Polícia indicia médicos que amputaram perna de bebê no Rio

10/05/2011 22:39

 Os médicos neurocirurgiões José Francisco Manganelli Salomão e Antônio Rosa Bellas foram indiciados nesta terça-feira sob suspeita de lesão corporal culposa (quando não há intenção de matar), pela morte da recém-nascida Kamyle Victoria Nascimento Souza, de três meses.

Bebê que teve perna amputada morre no Rio

A menina nasceu com hidroencefalia grave --quando existe ausência do cérebro, substituído por bolsas com líquido cerebrospinal-- e foi submetida, no dia em 1º de março, a uma microendoscopia para drenar o líquido do crânio. Durante a operação, realizada no Instituto Fernandes Figueira, na zona sul do Rio, a criança sofreu queimadura na perna por causa de um bisturi elétrico. Houve necessidade de amputação.

Kamyle morreu na última quinta-feira (5). A menina passou mal, em casa, e chegou a ser socorrida, mas não resistiu.

A técnica de enfermagem Ana Maria Pimentel do Couto também foi indiciada pelo delegado titular da 9ª, Pedro Paulo Pontes Pinho.

De acordo com Pinho, os peritos criminais do Instituto de Criminalística Carlos Éboli não encontraram defeito no funcionamento do bisturi utilizado na cirurgia e nenhuma irregularidade nas instalações no centro cirúrgico.

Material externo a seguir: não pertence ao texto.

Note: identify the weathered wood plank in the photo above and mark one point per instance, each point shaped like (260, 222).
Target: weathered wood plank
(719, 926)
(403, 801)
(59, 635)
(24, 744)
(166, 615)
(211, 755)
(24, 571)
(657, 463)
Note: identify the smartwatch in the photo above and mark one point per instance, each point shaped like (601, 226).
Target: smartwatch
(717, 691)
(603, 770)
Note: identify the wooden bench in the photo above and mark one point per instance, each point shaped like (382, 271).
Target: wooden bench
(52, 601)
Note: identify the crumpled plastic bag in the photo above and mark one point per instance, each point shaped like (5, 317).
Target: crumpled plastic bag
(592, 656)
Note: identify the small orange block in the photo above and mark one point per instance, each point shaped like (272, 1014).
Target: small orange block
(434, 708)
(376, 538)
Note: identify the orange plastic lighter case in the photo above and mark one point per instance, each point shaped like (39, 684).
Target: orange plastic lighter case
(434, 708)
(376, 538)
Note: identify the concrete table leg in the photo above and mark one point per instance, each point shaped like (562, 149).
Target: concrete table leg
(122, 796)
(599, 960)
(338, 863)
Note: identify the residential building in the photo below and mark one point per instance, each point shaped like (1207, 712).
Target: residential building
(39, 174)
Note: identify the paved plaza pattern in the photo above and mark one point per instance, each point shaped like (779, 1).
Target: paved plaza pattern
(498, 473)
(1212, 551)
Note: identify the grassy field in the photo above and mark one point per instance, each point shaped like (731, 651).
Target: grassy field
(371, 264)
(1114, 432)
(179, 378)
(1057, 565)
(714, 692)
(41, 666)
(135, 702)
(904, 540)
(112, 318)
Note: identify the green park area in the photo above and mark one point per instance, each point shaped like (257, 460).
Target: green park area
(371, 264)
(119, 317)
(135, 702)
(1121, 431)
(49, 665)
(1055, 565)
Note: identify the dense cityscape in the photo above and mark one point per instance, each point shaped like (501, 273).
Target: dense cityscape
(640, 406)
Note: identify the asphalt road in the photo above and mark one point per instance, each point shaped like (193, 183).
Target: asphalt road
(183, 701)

Com base nos laudos, o delegado decidiu pelo indiciamento dos médicos e da enfermeira, encaminhando o caso ao 1º Juizado Especial Criminal (JECRIM), em Botafogo (zona sul do Rio). Para o delegado a provável causa do acidente ocorrido durante a cirurgia foi falha humana.

A reportagem não conseguiu localizar representantes dos médicos.